Eric Chenaux Trio

Delights of My Life

Woozy, semi-improvised jazz ballads collide with celestial sophisti-pop as the Canadian songwriter jams loose with Philippe Melanson and Ryan Driver

A phrase that keeps coming back to me in one of life’s rare quieter moments is “not knowing is most intimate”. It’s a Zen Koan, or so my partner tells me after spending a bit too much time on meditation apps of late. The phrase is traditionally repeated to oneself to bring ordinary daily occurrences to a deeper and more mysterious level. The point is not to think about the words, to figure out what it means. The point is to keep chewing on it until it suddenly or gradually reveals itself to us. Working in this way, we go beyond our usual understanding of things.

To know something is also a process of acquisition. You’re taking something from the external world via exposure to repeated stimuli, absorbing and secreting it by whichever mode you choose. To know is to also be aware of something through observation, inquiry, or information – all three of these human processes are contingent on the passage of time. Though this may be a philosophically lofty entrance to an album review, music is one of the ways we decorate time. With time being our most precious currency, as economic trends and information landfills hijack our waking moments, we have very little of it on our own terms.

So much of the modern world demands our full attention. In a rapidly evolving landscape marked by fleeting trends and a social media culture where quantity and brevity are the object, everything feels like it has an expiry date. Chenaux’s music offers a serene respite, a kind of non-intrusive intimacy and invitation to daydream. It allows an internal space where thoughts are free to wander, uninterrupted and free-flowing. Delights of My Life sometimes resembles an intriguing hybrid of Mother Earth’s Plantasia, a 1976 electronic album by Mort Garson composed specifically to facilitate plant growth, and a soothing synthesis of Arthur Russell and Chet Baker. Think woozy, semi-improvised jazz ballads colliding with celestial sophisti-pop, a concept akin to what might occur if Talk Talk were avant-garde minimalists from the cosmos, the retrofuturist bent of what sounds like a pocket stylophone occasionally appearing through the cracks like a broken radio frequency attempting to make contact.

Jazz musicians are blessed without the heavy burden of the formula of the song; the three act structure for the 20th century ear. Jazz and classical musicians get to play with pieces rather than songs, which can be filled with conceptual patterns and phrasing more imaginative than verse/chorus/verse/middle-eight/chorus/outro. Sounds which have no end or start might be closer to the realness of the ceaseless present. Here, lines feel blurred between individual tracks, assuming the semblance of a unified composition rather than a collection of distinct pieces. The album beckons, not demands, your attention – allowing you to float in and out of it organically.

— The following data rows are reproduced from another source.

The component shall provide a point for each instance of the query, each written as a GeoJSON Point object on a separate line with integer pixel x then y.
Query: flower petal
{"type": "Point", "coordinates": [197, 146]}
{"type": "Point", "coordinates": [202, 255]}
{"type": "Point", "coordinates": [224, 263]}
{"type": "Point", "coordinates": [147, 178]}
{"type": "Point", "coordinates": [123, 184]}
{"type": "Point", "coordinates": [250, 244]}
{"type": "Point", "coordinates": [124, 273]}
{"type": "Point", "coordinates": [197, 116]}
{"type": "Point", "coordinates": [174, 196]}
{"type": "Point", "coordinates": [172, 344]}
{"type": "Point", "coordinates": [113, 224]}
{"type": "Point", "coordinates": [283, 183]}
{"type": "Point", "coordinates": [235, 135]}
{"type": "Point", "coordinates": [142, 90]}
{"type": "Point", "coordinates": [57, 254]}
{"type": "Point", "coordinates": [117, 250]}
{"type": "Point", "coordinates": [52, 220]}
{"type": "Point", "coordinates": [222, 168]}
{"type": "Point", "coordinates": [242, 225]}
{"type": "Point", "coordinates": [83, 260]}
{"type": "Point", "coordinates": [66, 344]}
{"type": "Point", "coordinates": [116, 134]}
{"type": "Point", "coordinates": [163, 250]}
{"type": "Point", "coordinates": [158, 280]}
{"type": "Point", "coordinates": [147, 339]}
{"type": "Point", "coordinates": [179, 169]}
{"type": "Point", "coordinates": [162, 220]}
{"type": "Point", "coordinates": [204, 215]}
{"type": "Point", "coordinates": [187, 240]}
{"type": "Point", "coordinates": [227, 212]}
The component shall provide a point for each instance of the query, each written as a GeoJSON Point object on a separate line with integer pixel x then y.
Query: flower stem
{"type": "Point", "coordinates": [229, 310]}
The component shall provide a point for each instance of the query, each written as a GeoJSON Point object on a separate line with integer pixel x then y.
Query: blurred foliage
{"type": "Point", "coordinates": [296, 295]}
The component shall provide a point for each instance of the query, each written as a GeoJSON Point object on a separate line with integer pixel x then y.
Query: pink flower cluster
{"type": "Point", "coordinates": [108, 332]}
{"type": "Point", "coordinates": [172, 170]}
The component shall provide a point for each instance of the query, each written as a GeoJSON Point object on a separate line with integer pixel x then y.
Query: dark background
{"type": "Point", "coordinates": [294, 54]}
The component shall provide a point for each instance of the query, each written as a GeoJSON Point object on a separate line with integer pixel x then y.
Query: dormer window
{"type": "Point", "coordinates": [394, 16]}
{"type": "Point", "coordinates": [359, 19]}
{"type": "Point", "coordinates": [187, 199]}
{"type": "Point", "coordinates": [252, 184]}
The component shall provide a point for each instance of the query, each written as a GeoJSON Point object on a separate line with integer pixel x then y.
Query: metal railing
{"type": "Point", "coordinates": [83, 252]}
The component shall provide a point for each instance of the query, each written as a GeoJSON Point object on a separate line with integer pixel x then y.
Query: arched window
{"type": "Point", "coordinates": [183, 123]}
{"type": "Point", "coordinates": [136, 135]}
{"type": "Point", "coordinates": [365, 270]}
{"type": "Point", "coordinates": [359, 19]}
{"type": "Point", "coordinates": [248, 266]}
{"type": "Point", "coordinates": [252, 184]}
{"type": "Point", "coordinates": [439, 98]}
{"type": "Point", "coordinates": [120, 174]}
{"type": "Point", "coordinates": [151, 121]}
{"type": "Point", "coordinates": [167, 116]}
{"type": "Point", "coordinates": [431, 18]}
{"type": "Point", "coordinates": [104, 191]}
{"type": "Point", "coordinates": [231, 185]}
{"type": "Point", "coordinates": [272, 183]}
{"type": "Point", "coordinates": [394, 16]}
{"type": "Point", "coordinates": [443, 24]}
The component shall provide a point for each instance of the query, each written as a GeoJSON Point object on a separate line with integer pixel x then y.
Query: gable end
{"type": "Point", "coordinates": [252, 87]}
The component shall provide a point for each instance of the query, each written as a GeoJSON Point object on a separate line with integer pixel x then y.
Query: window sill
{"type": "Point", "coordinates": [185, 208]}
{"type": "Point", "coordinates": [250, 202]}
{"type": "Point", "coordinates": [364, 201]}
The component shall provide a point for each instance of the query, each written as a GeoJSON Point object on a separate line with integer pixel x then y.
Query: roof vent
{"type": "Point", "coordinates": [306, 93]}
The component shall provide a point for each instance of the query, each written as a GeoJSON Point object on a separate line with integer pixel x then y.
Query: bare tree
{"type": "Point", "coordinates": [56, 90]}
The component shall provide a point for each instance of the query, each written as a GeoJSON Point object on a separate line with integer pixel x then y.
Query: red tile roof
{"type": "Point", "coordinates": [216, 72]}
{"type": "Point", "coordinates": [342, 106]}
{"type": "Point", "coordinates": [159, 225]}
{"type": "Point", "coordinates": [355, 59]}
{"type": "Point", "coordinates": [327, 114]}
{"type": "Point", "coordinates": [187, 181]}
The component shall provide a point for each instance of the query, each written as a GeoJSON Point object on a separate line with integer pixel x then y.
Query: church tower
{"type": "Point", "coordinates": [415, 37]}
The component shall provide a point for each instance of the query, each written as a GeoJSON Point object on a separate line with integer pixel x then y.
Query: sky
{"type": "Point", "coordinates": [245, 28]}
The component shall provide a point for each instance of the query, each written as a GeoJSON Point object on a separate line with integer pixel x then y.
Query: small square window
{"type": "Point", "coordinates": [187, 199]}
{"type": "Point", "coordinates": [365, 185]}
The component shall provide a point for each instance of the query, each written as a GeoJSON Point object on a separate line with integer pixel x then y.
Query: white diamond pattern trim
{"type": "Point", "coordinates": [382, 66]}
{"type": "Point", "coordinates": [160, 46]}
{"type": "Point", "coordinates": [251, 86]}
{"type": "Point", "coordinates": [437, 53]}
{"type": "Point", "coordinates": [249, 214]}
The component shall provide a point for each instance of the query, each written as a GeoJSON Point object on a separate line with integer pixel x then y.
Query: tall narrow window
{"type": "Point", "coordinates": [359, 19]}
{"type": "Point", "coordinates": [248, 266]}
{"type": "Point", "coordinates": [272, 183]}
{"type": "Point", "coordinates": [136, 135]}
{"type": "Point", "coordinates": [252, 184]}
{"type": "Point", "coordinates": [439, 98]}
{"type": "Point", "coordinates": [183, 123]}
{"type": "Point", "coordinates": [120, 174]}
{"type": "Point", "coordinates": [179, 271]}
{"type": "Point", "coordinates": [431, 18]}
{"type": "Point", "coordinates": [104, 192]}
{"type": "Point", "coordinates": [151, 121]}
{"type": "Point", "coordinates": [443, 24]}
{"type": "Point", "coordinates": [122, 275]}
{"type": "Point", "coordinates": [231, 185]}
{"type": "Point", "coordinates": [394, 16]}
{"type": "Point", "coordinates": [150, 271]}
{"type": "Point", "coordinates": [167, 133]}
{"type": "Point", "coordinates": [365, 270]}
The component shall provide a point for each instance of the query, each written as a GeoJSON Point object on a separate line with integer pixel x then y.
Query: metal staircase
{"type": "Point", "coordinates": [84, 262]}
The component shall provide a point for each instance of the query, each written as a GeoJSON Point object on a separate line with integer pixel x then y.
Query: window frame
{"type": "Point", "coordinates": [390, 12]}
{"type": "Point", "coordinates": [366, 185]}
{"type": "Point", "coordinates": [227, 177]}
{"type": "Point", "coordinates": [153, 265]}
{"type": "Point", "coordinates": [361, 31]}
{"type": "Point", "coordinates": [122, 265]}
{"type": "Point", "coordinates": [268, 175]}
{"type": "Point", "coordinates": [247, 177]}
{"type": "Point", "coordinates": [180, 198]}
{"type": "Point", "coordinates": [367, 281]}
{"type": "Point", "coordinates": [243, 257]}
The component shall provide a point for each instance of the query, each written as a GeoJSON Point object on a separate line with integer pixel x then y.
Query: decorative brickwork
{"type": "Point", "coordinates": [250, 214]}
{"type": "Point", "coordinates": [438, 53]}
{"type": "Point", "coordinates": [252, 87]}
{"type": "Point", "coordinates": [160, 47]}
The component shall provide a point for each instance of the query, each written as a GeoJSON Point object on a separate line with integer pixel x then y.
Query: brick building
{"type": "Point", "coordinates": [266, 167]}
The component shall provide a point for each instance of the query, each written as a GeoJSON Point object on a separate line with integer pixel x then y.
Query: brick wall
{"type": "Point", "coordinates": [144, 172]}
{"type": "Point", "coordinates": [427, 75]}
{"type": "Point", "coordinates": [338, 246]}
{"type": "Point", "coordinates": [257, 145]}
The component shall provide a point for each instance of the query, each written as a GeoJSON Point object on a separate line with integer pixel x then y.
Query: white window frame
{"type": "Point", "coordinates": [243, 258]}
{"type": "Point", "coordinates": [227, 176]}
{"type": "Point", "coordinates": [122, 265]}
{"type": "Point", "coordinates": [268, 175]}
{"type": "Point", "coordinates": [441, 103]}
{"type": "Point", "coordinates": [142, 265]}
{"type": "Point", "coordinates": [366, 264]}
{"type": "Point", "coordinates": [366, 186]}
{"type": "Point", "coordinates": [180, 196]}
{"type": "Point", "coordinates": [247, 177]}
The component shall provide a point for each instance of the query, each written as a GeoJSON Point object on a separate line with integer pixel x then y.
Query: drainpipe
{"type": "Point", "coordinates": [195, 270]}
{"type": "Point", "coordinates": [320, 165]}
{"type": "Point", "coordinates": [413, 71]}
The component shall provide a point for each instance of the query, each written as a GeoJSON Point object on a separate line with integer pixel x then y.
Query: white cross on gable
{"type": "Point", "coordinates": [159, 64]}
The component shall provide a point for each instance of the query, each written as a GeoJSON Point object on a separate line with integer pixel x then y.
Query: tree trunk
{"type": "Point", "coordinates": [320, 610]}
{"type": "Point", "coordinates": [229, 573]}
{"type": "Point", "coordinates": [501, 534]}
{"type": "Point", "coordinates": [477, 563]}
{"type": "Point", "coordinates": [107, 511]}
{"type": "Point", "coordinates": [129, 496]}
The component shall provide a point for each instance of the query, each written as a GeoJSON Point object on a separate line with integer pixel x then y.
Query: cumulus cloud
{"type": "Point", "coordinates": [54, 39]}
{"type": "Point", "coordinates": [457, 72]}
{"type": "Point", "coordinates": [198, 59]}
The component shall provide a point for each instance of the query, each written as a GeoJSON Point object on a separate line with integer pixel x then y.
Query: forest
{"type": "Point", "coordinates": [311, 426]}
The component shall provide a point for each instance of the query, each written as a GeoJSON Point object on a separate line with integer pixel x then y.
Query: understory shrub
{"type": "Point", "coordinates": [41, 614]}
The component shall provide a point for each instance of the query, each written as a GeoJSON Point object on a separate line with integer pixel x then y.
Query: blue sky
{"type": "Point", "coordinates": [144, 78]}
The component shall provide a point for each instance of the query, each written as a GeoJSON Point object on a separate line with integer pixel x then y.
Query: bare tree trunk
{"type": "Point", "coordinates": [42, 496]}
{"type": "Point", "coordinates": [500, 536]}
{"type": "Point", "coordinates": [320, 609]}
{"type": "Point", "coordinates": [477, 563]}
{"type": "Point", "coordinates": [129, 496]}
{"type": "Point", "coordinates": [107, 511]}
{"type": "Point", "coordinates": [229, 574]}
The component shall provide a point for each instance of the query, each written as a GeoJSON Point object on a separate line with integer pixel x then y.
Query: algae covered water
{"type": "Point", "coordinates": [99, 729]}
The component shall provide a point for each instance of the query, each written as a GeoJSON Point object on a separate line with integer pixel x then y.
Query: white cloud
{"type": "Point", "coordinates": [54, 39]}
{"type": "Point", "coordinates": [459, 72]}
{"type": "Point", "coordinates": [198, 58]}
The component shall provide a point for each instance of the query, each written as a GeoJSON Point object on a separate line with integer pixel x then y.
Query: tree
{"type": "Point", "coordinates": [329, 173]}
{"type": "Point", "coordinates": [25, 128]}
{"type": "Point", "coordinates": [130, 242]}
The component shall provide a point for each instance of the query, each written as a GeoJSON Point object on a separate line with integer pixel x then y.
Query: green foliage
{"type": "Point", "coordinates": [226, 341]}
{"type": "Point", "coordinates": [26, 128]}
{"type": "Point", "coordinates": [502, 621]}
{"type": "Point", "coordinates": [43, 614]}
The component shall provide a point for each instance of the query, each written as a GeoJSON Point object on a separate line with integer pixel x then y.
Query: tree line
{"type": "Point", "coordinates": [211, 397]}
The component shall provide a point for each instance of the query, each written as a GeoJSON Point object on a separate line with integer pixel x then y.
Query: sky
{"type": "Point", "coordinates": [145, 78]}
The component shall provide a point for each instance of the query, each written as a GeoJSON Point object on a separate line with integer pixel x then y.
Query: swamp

Joined by fellow Canadian musicians Philippe Melanson on electric percussion (Bernice, Joseph Shabson, U.S. Girls) and longtime collaborator Ryan Driver on Wurlitzer organ, the trio expands the palette of Chenaux’s oddly welcoming strangeness with loose, wandering experimentations and open-ended structures, holding time in newfound ways. Often bleary-eyed, slow and sleepy, Delights of My Life is the audio equivalent of hitting the snooze button on your phone’s alarm clock as you slip back into a dream state, drifting into a world beyond temporal constraints where that precious thing – time – is immaterial, giving yourself permission to just be.